Client: Whole Foods Market

Location: Kahala, United States

Completion date: 2015

Project Team

Interior Designer

Paul Geary

Whole Foods Market

Industry Resource

Nicomia

Artist

Clark Little

Interior Designer

Carlo Carbajal

​​​​​​​​​​Dcorum Retail Decor Design

Overview

The mural at Puka's Bar and Restaurant in Whole Foods Kahala is a lighted mosaic comprised of 125 individually backlit acrylic panels, which climb the wall and spill over the ceiling of the seating area, in the suggestion of a curling wave. The photograph is “Ocean Eagle” by world-renowned Hawaiian photographer Clark Little, showing a native Green Sea Turtle swimming behind a North Shore wave. The mural covers approximately 300 square feet of wall and ceiling.

Goals

Whole Foods Market is the anchor tenant for Kahala Mall in Honolulu, and from the beginning Puka's bar was imagined as a respite from the bright sun and hubbub of the mall.

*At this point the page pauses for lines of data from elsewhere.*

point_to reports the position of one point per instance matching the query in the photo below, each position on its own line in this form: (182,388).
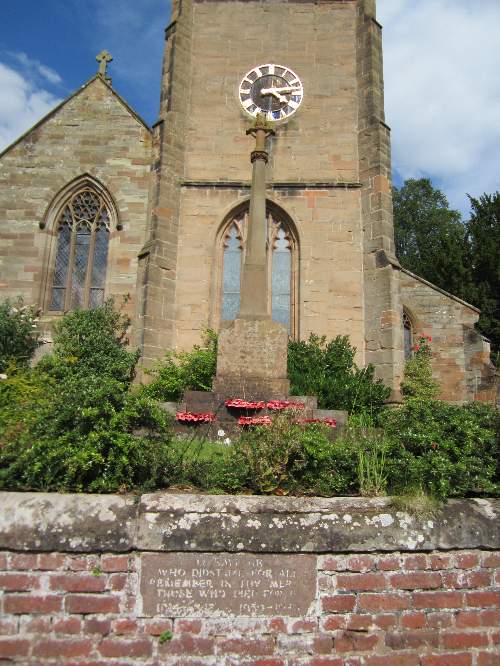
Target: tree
(431,238)
(484,241)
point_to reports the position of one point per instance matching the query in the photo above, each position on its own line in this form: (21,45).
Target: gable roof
(57,108)
(441,291)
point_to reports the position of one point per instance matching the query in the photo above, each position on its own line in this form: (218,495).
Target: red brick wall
(398,609)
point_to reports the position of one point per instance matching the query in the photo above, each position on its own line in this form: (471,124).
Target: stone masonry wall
(461,360)
(204,170)
(340,582)
(93,133)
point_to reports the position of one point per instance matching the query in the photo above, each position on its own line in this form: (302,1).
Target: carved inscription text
(206,584)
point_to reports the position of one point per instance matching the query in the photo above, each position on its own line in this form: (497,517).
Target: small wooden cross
(103,58)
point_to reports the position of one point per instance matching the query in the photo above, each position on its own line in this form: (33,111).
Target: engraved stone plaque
(222,585)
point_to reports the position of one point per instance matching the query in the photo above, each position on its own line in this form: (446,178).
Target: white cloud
(35,69)
(441,62)
(22,104)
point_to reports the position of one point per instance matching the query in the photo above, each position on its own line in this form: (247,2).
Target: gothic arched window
(407,335)
(82,252)
(282,267)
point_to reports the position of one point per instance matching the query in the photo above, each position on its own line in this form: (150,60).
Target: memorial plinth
(252,359)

Originally the site of a tiny Cinnabon store, the space’s limitations in terms of size and lighting were seized on as assets, inspiring the store and the designers to market the bar as a cozy “hole-in-the-mall.” Following this idea, the lighted mural, which was originally conceived simply as a way to open up a dark alcove, began to be viewed as a way to impart a sense of hiding out in the deep, where it is cool and dark. There was also the desire to make a departure from the tropical décor that is typical of the region. The décor of the pub continues the underwater-cave theme, with dark cork walls, natural surfaces, and a dramatic color scheme that were chosen to accent the design piece. Architecture and other design elements carry the curling wave analogy.

Process

Art Director Paul Geary wanted to break up the image to add interest and further suggest the effect of fragmented light shining into the deep. Designer Carlo Carbajal developed a grid for the mosaic that would work for both the bar logo and the ceiling. They then came up with a size frequency for the diamond-shaped tiles that would continue the image and also introduce distribution changes—tighter and looser—to convey movement, turbulence. To keep individual LED lights from creating hot spots behind the panels, fabricator Nicomia engineered a system in which custom holders point lights in two directions, one through the panel, and the other at a 45-degree angle across the back of the panel, to eliminate any shadow. For the mural itself they turned to local photographer Clark Little for an ocean image containing enough texture and color variance for each panel, but which also had a central subject for focus. The “honu,” or Hawaiian sea turtle, is the ideal focal point for the mural, as it is familiar throughout the islands as a symbol of wisdom and luck. To counterpoint the realism of the photograph, an illustration is stenciled onto the photo panels, wall and ceiling.